Tra le vittorie, invece, Nole ricorda con particolare affetto la semifinale e la finale del Roland Garros, vinte contro il rivale di sempre Rafael Nadal e il rampante Stefanos Tsitsipas, rispettivamente in quattro e cinque set. “In termini di qualità le due partite con Nadal e Tsitsipas sono state incredibili. La sola differenza – senza sembrare arrogante e senza nulla togliere a Tsitsipas – è stata che contro di lui, anche sotto due set a zero, avevo la sensazione di poter vincere, di avere più controllo della situazione. Contro Rafa, su ogni punto, mi chiedevo se avrei vinto o perso. Quando ho fatto il break sul 3-2 nel quarto set ho iniziato a sentirmi un po’ meglio, anche perché sentivo che lui stava perdendo un po’ di energia. È stata una guerra, l’intensità era incredibile. Una delle mie vittorie più belle sicuramente“.

Gli unici che nel 2021 si sono opposti con continuità a Djokovic sono stati Medvedev e Alexander Zverev, per i quali il serbo ha speso parole al miele sia dal punto di vista tennistico che personale. Queste le sue parole sul teutonico: “Li apprezzo come persone. Ho avuto buoni rapporti con loro fin dal nostro primo incontro. Per quanto riguarda Sascha, conosco bene suo fratello Mischa, che è della mia stessa generazione e insieme al quale ho giocato molto da junior. Mischa si portava dietro la famiglia e anche Sascha, quindi me lo ricordo da quando era un bambino. Giocava con mio fratello Djordje che ha solo due anni più di lui. L’ho sempre incoraggiato e consigliato e lui mi ha sempre rispettato e ammirato. La nostra relazione si è costruita in questo modo. Tra i miei rivali maggiori è probabilmente quello con cui ho il rapporto più stretto”.

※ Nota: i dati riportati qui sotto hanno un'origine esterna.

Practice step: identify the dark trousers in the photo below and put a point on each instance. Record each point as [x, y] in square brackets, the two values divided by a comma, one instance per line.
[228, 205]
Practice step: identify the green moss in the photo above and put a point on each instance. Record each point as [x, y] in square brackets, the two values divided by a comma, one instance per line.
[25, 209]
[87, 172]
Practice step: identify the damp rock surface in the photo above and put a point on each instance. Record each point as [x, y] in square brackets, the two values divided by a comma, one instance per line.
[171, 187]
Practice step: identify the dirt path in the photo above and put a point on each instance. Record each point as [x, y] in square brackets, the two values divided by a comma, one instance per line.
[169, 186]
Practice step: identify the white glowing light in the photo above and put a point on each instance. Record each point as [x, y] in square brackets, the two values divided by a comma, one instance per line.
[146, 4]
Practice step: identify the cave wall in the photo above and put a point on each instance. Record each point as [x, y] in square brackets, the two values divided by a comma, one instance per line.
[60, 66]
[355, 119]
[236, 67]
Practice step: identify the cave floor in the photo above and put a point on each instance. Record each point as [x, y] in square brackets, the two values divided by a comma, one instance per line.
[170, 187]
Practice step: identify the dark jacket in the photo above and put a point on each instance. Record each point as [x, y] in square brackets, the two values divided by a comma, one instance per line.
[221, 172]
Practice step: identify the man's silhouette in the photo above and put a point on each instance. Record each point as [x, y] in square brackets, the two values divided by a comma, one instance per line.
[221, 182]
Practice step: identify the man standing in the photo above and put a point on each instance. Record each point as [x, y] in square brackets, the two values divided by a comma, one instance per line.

Sull’attuale N.2 ATP ha invece detto: “Con Medvedev ci siamo conosciuti a Montecarlo e ci siamo allenati insieme prima di un incontro di Coppa Davis nel 2017 [il russo si ritirò nel quarto set, ndr]. Adoro il suo carattere, sembra che voglia dire ‘sono come sono. Non copio nessuno’. Non è politicamente corretto, è come me. Mi ci rivedo un po’. Mi piacciono le persone che non si presentano come perfette, sia sul campo che fuori, per questo apprezzo sia Sasha che Daniil. Inoltre sono giocatori di tennis incredibili”. Chiosa finale con una risata: “Ecco le rivalità tra Next Gen: Medvedev, Zverev, Djokovic”.